Title: The Eyes are the Best Part
Author: Monika Kim
Publisher: Erewhon / Kensington Publishing
Year: 2024
Genre(s): Horror
Pages/Length: 278
Rating: 4 Star
Blurb/Synopsis: Ji-won’s Appa (father) has abandoned his family after an affair has lead to an opportunity of a new life. As Ji-won struggles with adjusting to new family dynamics and college life, her mental state begins to rapidly decline. An obsession with eyes begins to take over her thoughts and the actions and events that follow sends Ji-Won down a rabbit hole that she just might not be able to get out of.
Content/Trigger Warnings: Gore, Cannibalism, Fetishization of Asian Women
“….poison is everywhere, even in the places where you least expect it.”
I really loved the way Kim started the story with the abandonment Ji-Won experiences and the shift in family dynamics. Initially it seems this singular event, and the depression of her mother is the triggering event that leads into Ji-won’s decline.
“Now whenever I catch a whiff of peppermint, or hear the crinkle of plastic, I feel a small zap, an electric current that runs through my entire body. A reminder that I once had a father.”
“I don’t blame him. Maybe because I know what it’s like, to live a life so defined by want. That’s why I was able to recognize it in him - it was what I had been feeling for so long.”
The perspective into Ji-Won’s mental stability as the story unfolds is also very telling and always has you walking that line of has this person always been this way, or are the events that are unfolding causing the actions.
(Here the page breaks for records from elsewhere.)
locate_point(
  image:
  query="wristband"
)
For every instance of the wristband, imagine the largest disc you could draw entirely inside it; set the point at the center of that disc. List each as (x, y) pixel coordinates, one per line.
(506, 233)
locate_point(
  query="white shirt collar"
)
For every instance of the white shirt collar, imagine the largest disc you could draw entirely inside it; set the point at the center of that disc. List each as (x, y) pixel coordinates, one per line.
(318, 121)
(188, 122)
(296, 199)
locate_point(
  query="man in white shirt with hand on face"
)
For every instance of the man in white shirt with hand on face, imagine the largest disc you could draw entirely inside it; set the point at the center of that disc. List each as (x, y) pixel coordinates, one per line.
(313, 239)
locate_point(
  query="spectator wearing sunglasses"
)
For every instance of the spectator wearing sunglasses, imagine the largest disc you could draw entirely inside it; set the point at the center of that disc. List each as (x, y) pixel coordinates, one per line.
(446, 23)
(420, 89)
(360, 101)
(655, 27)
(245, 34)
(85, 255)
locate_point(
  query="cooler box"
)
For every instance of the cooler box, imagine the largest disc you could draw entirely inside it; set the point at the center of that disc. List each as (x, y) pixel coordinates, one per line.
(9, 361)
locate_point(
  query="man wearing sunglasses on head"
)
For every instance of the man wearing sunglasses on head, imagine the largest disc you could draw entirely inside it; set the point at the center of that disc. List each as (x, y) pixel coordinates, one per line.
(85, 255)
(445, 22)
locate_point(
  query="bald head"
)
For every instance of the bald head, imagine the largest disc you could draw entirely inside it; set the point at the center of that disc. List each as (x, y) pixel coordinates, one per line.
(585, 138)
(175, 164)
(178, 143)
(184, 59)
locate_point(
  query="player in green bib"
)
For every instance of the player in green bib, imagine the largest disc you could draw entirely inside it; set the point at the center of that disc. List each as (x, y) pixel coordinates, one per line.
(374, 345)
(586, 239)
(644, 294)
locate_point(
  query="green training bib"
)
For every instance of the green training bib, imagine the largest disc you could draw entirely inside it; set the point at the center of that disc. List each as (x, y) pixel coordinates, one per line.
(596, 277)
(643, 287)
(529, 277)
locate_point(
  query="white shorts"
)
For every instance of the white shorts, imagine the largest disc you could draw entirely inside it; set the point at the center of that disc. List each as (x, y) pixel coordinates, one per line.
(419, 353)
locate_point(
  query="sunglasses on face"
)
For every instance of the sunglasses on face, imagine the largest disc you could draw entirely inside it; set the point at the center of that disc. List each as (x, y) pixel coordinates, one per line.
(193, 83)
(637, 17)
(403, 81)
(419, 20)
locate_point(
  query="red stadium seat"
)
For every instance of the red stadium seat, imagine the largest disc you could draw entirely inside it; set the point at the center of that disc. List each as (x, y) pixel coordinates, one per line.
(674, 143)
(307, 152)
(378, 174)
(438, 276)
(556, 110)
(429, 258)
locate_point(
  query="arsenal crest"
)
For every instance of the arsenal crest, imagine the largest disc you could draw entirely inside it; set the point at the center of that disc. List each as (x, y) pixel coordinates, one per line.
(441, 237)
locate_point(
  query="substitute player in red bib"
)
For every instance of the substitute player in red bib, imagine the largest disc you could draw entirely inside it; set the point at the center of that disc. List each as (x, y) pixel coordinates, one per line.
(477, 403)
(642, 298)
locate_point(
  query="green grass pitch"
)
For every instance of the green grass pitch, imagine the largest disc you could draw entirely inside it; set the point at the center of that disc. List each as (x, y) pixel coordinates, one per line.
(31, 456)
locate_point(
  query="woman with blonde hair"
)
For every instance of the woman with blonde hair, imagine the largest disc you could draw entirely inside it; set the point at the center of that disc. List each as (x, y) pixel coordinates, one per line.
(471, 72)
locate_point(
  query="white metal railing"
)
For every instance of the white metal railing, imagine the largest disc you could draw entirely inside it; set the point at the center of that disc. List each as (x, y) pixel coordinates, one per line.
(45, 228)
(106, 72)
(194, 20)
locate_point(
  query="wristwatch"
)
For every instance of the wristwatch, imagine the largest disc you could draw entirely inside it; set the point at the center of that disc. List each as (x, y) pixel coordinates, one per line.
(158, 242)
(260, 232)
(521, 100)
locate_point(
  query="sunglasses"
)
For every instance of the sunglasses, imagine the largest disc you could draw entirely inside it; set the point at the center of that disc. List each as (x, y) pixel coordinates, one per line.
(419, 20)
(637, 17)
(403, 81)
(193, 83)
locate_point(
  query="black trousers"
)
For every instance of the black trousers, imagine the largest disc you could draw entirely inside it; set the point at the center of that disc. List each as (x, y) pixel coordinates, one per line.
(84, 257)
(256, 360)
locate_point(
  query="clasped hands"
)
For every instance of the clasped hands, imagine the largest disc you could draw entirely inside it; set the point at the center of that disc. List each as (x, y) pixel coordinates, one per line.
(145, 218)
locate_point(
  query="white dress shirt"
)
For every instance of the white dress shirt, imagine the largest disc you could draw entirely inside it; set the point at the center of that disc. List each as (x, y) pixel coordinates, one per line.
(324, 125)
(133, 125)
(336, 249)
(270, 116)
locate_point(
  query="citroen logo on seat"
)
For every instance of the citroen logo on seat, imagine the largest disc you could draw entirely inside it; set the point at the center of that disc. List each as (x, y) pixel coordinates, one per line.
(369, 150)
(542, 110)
“I get it. As someone who has struggled with friendships my entire life, I really do understand. How many times have I felt a nagging possessiveness over my friends, watching as they grew closer to each other but not me?”
“In the end everyone leaves.”
The inclusion of fetishization and feminism, especially in the Asian community is also subtle focal point in the lives of all the characters.
“We girls are taught from an early age that we are demonstrably inferior to our male counterparts. We are smaller, weaker, stupider. When we succeed, it’s only because men allow us to.”
“By the time you’re done with him, he’ll be begging for mercy. Who is he if he can’t control you? Is he even a man anymore? It will seem like a relief when you give him a hand, even if that hand is holding a blade. And when you take everything from him, you can day what these men say about us: He was asking for it. He was begging for it. He must have wanted it, since he didn’t fight back.”
Of the other impactful points Kim includes, the developing friendship between Ji-Won and Alexis feels authentic, especially to those making friends later in life, and offers an outside perspective of a friend trying to help when someone is clearly suffering.
A big thanks to Between the Chapters, Erewhon, Monika Kim and Kensington Books for the Advanced Readers Copy of this book. Any quotes may differ from the final published copy.